[BE] POC Contribution Analytics on ClickHouse
Context
Based on https://gitlab.com/gitlab-org/opstrace/opstrace/-/issues/2168+ we have the go ahead to start experimenting with ClickHouse.
Contribution Analytics takes an insanely long time to load and the data structure is a single table which would be perfect for a PoC for moving a feature to CH.

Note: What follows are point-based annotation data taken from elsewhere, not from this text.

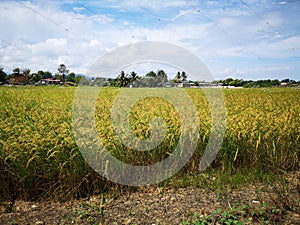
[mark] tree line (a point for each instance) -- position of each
(151, 79)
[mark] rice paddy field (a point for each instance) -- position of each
(39, 157)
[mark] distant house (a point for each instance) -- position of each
(19, 79)
(49, 81)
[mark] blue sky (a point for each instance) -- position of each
(248, 39)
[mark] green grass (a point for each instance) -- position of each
(40, 159)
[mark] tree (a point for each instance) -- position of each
(16, 72)
(62, 72)
(122, 79)
(26, 72)
(3, 75)
(151, 74)
(44, 74)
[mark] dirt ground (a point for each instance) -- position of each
(154, 206)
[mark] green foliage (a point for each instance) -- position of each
(39, 157)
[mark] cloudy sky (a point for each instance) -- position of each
(247, 39)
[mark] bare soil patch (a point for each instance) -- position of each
(155, 206)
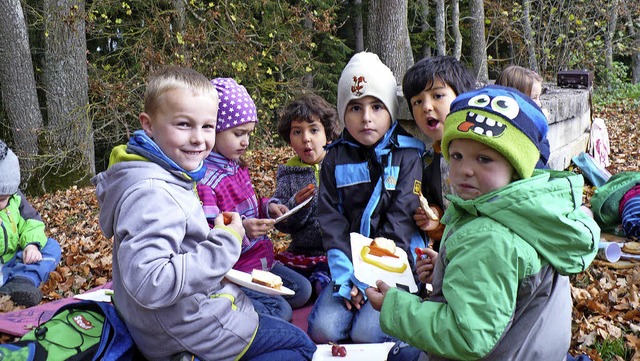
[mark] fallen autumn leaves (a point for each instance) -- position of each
(606, 300)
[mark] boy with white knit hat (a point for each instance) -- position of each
(369, 184)
(512, 235)
(27, 255)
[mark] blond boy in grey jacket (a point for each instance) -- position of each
(168, 267)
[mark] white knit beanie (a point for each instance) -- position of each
(9, 171)
(365, 75)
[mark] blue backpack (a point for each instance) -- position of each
(86, 330)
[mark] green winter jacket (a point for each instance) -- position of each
(499, 287)
(20, 226)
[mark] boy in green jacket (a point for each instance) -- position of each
(27, 255)
(511, 236)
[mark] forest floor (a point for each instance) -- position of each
(606, 298)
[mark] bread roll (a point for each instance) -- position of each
(266, 278)
(381, 246)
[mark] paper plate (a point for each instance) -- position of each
(244, 279)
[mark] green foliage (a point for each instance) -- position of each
(275, 49)
(609, 349)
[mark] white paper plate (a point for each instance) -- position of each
(293, 210)
(244, 279)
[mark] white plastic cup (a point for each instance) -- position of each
(609, 251)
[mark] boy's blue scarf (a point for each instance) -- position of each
(144, 146)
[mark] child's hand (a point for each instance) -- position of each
(305, 193)
(376, 295)
(276, 210)
(423, 221)
(257, 227)
(357, 299)
(231, 220)
(424, 265)
(31, 254)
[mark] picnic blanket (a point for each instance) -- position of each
(18, 323)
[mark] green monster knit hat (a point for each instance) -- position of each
(502, 118)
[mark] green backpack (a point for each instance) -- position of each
(80, 331)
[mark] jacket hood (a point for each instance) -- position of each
(539, 211)
(125, 170)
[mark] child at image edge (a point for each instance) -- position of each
(168, 266)
(226, 187)
(307, 124)
(512, 235)
(28, 256)
(369, 184)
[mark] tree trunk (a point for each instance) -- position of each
(528, 36)
(388, 34)
(635, 35)
(455, 28)
(69, 134)
(441, 45)
(478, 42)
(358, 27)
(18, 86)
(612, 23)
(424, 11)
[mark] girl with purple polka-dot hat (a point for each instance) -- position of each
(226, 187)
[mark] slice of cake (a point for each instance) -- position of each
(266, 278)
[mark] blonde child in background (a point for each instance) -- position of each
(168, 266)
(530, 83)
(501, 290)
(307, 125)
(28, 256)
(429, 87)
(369, 184)
(226, 187)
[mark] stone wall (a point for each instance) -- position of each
(569, 113)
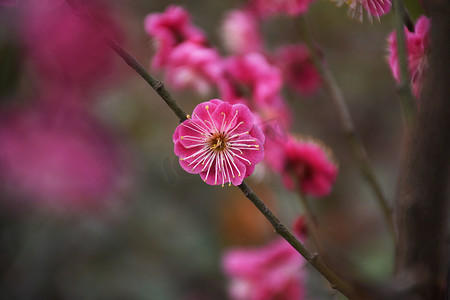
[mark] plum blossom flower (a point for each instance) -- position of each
(417, 44)
(220, 142)
(250, 79)
(169, 29)
(195, 66)
(374, 8)
(11, 3)
(59, 159)
(308, 163)
(298, 69)
(268, 8)
(270, 272)
(240, 32)
(66, 50)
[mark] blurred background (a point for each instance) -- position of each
(94, 204)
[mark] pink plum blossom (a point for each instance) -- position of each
(250, 78)
(59, 159)
(193, 66)
(220, 142)
(270, 272)
(417, 43)
(374, 8)
(169, 29)
(11, 3)
(307, 164)
(240, 32)
(67, 51)
(268, 8)
(298, 69)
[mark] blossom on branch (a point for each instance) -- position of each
(220, 142)
(308, 165)
(270, 272)
(417, 44)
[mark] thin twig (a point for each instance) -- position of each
(312, 258)
(359, 152)
(312, 224)
(157, 85)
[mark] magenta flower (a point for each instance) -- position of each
(418, 44)
(67, 51)
(250, 79)
(240, 32)
(268, 8)
(374, 8)
(59, 159)
(270, 272)
(298, 69)
(169, 29)
(308, 165)
(11, 3)
(195, 66)
(220, 142)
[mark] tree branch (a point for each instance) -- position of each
(312, 258)
(422, 205)
(157, 85)
(359, 151)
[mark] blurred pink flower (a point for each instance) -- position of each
(268, 8)
(11, 3)
(59, 159)
(194, 66)
(418, 44)
(309, 164)
(270, 272)
(220, 142)
(169, 29)
(66, 50)
(298, 69)
(240, 32)
(374, 8)
(250, 79)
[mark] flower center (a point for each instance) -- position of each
(218, 142)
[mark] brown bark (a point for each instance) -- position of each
(423, 199)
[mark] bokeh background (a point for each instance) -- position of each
(93, 202)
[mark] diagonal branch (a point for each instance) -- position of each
(158, 86)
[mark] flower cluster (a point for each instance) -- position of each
(55, 155)
(417, 44)
(308, 165)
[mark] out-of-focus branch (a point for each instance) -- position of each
(157, 85)
(313, 259)
(422, 205)
(359, 152)
(312, 224)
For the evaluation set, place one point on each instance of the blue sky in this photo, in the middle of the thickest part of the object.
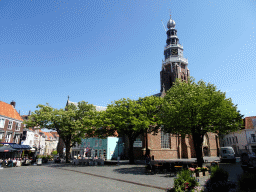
(101, 51)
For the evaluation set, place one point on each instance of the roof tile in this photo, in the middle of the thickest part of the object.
(9, 111)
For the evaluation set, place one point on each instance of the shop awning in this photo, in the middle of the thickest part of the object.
(6, 148)
(19, 147)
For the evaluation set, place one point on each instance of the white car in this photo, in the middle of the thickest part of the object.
(227, 154)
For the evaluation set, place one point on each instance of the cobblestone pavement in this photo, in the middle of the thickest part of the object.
(67, 177)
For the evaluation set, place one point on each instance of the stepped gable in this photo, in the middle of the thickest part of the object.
(8, 110)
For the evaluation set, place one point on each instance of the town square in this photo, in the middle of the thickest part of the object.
(128, 96)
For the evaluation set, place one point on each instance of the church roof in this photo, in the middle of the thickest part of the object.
(8, 110)
(98, 108)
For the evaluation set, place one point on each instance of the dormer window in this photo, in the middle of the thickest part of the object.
(17, 127)
(10, 125)
(2, 122)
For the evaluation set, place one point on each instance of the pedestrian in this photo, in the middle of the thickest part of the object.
(148, 160)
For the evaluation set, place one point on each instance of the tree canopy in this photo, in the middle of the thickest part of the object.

Optimizing the retrieval of this data could also allow us to potentially iterate on VSD by introducing contribution metrics.
Proposal
We can split the PoC into 3 steps:
Schema creation and data loading
Assuming that we'll have a CH cluster configured on PRD we'll need to do the following:
- Define and create a database schema for the
events
table based on this guide: https://docs.gitlab.com/ee/development/database/clickhouse/gitlab_activity_data.html - Create a change request issue to export and import the
events
table from PG to CH (some transformation might be required). This speeds up the data sync process since we'll only need to sync the rows between the import date and the current date.
Backend changes
Currently, the Gitlab::ContributionAnalytics::DataCollector
class is responsible for providing data to the view layer (GraphQL). Essentially, we're returning a hash with counts which will be split/processed in Ruby. Let's split this class into two:
-
Gitlab::ContributionAnalytics::DataCollector
=> interface, builds the DB specific data collector (based on a flag) implementation and exposesall_counts
.-
Gitlab::ContributionAnalytics::PostgresqlDataCollector
=> PG implementation -
Gitlab::ContributionAnalytics::ClickHouseDataCollector
=> CH implementation
-
-
Gitlab::ContributionAnalytics::DataFormatter
=> Implements the data formatting such asmerge_requests_merged_by_author_count
andtotals
methods.
Note: A similar approach is described here for Elastic: #407347 (closed)
Example usage:
Gitlab::ContributionAnalytics::DataFormatter.new(group: group).merge_requests_approved_by_author_count
The initializer of the DataFormatter
accepts an optional argument to "inject" the collector.
def initialize(group: group, data_collector: Gitlab::ContributionAnalytics::DataCollector.new(group: group))
end
# later in tests
Gitlab::ContributionAnalytics::DataFormatter.new(group: group, data_collector: mocked_data_collector)
Note: we assume that a connection to the CH will be available in the GitLab application. Based on this blueprint: gitlab-com/www-gitlab-com#14379 (closed)
Keep data in sync
Implement a background job that periodically (5 minutes) sends event records to CH.
How should it work:
- Keep the most recently processed
events.id
value in a variable on Redis (cursor). - If we manage to have a one-time import, take the latest
id
value and set it manually in Redis. (so we won't process the whole table) - Set up a background job that takes N rows (id > cursor_value) every 5 minute and inserts to CH.
Note: this job ensures that new data will land on CH. However, updates/deletions of existing data will not be synced. Once we validated the PoC, we would need to implement a scheduled consistency worker. Or look into an alternative approach of keeping data in sync.